Lease renewal
'The Act'. Part II of the Landlord and Tenant Act 1954 governs the renewal of business leases. We are calling it ‘the Act’ for short. It gives a general right for the tenant of business premises to renew his tenancy for a new term when the old term come to an end.
A new lease. The tenant has a right to go to court to require the landlord to grant a new lease of up to 15 years. The rent will be the current market rent for the property. The new lease will usually be based on the previous form of lease, but the court can make appropriate changes.
Continuation of the old lease. Either the landlord or the tenant can activate the procedure to bring the old lease to an end and argue about a new lease. Until this happens (in fact, until any resulting court proceedings are finished) the old lease continues – even though the end of the term as stated in the lease has passed.
Interim rent. The landlord can apply for an ‘interim rent’ – the current market rent – to apply while the process continues.
No new lease. There are circumstances in which the landlord can resist renewal of the tenant’s lease, and recover possession. He can do this if the tenant has been substantially in default, or if certain business reasons apply (e.g. the landlord intends to redevelop, or he wants to occupy himself, or he wants to let the premises and other premises as one unit.) If the landlord recovers possession for such business reasons, he has to pay compensation to the tenant.
Contracting out. The Act also contains a procedure for doing away with the Act’s protections. This has to be agreed by the parties in advance, and they have to go through a special procedure to make sure the tenant fully appreciates the risks. The tenancy or lease is then said to be ‘outside the Act’ and at the end of the term the landlord is automatically entitled to possession without having to pay compensation.
Term. The court has the power to decide how long the new lease term should be, but with the maximum of 15 years. The new lease starts from the termination date. The court may take into account the landlord’s intention to occupy the premises, or to redevelop them, in the future. Generally, the court has a discretion as to the length of term to grant.
Rent. The court fixes the rent to be paid under the new lease. It is to be the rent for which the premises might reasonably be expected to be let in the open market by a willing landlord at the start of the new tenancy. The court will usually rely on comparable evidence as to recent lettings in the area. However, the Act sets out a number of issues which the court is required to disregard when deciding on the open market rent. The court must ignore the effect on rent of factors personal to the tenant or former tenants, such as the fact that they have been in occupation of the premises, or have built up goodwill value from carrying on business there. The court must also disregard ‘improvements’ the tenant or any earlier tenant chose to carry out. It isn’t just improvements carried out during the current lease which are ignored; they can be ignored back to 21 years previously if the premises have continuously been subject to tenancies protected under the Act during that time. If the premises have a liquor license, the court must ignore any added value attributable to the license.

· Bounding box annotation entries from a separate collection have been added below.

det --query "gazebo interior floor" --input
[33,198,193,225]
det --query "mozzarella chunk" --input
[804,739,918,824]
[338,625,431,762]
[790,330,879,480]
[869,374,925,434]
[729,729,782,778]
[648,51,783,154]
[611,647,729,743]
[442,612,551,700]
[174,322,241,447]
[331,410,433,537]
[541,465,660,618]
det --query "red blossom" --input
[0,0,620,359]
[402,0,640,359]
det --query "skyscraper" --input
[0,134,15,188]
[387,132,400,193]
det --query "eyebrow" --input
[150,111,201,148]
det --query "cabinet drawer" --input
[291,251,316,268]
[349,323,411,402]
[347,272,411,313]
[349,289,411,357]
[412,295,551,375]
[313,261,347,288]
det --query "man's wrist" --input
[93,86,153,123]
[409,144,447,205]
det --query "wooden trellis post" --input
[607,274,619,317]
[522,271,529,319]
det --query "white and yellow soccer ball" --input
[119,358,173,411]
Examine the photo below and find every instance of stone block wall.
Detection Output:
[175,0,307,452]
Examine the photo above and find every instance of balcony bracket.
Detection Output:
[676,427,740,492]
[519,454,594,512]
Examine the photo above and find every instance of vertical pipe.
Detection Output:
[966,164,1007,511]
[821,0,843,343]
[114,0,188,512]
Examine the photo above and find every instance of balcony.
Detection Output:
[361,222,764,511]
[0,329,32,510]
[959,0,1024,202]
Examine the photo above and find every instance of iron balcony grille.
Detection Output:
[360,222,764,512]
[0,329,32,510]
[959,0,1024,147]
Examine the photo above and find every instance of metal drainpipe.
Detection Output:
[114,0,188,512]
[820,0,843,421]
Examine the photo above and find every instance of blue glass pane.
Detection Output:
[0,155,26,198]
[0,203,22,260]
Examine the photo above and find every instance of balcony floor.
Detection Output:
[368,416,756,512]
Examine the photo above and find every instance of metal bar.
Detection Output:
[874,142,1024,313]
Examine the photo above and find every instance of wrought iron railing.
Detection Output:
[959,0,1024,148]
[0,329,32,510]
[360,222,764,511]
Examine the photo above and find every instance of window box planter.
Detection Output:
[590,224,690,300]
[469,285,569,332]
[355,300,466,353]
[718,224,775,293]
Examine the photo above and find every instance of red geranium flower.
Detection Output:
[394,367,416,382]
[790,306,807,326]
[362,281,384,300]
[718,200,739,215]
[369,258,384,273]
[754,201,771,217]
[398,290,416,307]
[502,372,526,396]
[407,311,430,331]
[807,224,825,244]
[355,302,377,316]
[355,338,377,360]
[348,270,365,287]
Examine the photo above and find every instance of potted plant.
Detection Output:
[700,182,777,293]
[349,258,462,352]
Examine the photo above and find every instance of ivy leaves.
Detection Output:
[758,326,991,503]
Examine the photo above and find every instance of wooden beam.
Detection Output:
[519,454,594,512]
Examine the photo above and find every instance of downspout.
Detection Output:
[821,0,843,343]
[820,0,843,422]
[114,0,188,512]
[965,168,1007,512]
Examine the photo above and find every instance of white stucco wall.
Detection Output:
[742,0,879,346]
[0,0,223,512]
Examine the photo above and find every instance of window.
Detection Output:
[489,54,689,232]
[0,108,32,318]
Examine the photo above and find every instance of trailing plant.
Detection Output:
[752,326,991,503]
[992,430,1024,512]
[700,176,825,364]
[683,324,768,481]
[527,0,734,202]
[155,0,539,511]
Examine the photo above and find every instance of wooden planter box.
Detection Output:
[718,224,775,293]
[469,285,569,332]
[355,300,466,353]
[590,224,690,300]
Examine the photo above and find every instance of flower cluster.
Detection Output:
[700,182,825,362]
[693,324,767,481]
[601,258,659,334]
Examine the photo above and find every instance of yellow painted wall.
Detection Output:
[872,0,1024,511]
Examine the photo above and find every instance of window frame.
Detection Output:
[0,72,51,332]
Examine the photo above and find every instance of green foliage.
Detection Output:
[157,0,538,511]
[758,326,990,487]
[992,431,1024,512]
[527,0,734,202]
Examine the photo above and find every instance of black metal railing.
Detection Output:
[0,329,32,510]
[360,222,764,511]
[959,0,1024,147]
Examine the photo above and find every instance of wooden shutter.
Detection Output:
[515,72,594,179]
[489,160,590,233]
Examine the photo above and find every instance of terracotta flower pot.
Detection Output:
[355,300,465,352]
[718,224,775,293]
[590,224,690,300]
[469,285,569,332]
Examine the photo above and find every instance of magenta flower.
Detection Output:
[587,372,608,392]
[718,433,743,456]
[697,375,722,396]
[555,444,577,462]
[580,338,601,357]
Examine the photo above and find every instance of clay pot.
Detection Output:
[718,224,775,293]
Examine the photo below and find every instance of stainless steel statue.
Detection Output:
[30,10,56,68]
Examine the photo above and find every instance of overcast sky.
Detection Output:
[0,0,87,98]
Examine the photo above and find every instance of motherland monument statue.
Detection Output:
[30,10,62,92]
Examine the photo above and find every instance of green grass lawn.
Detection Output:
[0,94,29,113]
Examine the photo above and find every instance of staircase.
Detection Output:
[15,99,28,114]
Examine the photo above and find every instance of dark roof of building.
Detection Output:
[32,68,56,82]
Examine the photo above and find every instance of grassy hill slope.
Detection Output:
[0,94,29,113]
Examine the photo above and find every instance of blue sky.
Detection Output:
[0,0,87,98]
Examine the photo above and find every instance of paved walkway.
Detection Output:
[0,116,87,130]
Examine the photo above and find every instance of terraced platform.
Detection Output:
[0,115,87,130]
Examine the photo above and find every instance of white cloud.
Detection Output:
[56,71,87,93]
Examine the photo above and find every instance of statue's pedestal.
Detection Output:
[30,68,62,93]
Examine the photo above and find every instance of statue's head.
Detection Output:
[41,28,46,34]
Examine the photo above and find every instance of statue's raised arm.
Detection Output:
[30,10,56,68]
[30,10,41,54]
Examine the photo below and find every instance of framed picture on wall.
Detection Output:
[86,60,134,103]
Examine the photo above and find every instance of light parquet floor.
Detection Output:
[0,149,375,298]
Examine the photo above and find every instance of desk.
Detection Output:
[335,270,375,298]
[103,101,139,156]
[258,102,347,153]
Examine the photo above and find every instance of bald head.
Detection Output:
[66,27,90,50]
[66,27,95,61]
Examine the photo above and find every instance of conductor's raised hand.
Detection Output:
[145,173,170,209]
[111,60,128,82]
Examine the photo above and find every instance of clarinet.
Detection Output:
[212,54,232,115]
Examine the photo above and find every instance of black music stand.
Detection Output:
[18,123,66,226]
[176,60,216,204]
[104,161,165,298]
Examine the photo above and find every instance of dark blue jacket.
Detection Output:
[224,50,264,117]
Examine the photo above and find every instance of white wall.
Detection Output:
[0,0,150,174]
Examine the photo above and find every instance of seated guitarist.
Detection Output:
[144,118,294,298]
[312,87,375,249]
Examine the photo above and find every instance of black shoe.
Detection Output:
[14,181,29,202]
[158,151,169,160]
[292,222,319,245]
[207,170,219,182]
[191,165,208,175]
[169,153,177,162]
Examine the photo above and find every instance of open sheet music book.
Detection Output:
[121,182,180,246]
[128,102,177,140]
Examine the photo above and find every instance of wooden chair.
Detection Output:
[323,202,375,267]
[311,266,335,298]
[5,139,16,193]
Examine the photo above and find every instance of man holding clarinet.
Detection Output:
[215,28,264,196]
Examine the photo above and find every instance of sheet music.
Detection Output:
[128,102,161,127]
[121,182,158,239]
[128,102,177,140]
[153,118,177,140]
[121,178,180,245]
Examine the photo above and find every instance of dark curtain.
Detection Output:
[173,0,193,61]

Other terms. The court has the power to settle the other provisions of the lease. The presumption is that the new lease will have the same covenants and conditions as the old lease, and if either party proposes a change from the old terms, the burden is on him to justify it. If the old lease contained no obligation on the tenant to contribute to the cost of structural repairs to the building or its common parts, the landlord would be unlikely to succeed in getting a service charge for that included in the new lease.
Points to watch
Get professional advice
Whether you are a landlord or a tenant, you will need the help of a good surveyor or estate agent and a good solicitor. Click here for a list of recommended firms.
Fatal errors.
The procedure for renewal under the Landlord & Tenant Act 1954 is complex. If you make a slip it can be fatal. For example, a landlord who doesn't specify the right grounds for opposing a new lease to the tenant at the right stage will find he can't bring up the argument in the court proceedings. A tenant who doesn't make a court application by a particular date loses his right to a new lease altogether.
Getting the best terms.
If you negotiate new terms you will need an expert local surveyor or agent to fight your corner. You will need a good solicitor, familiar with the procedure, to help with the notices which have to be served, to handle any court proceedings, and to make sure all the right provisions go in the lease (and only the right ones).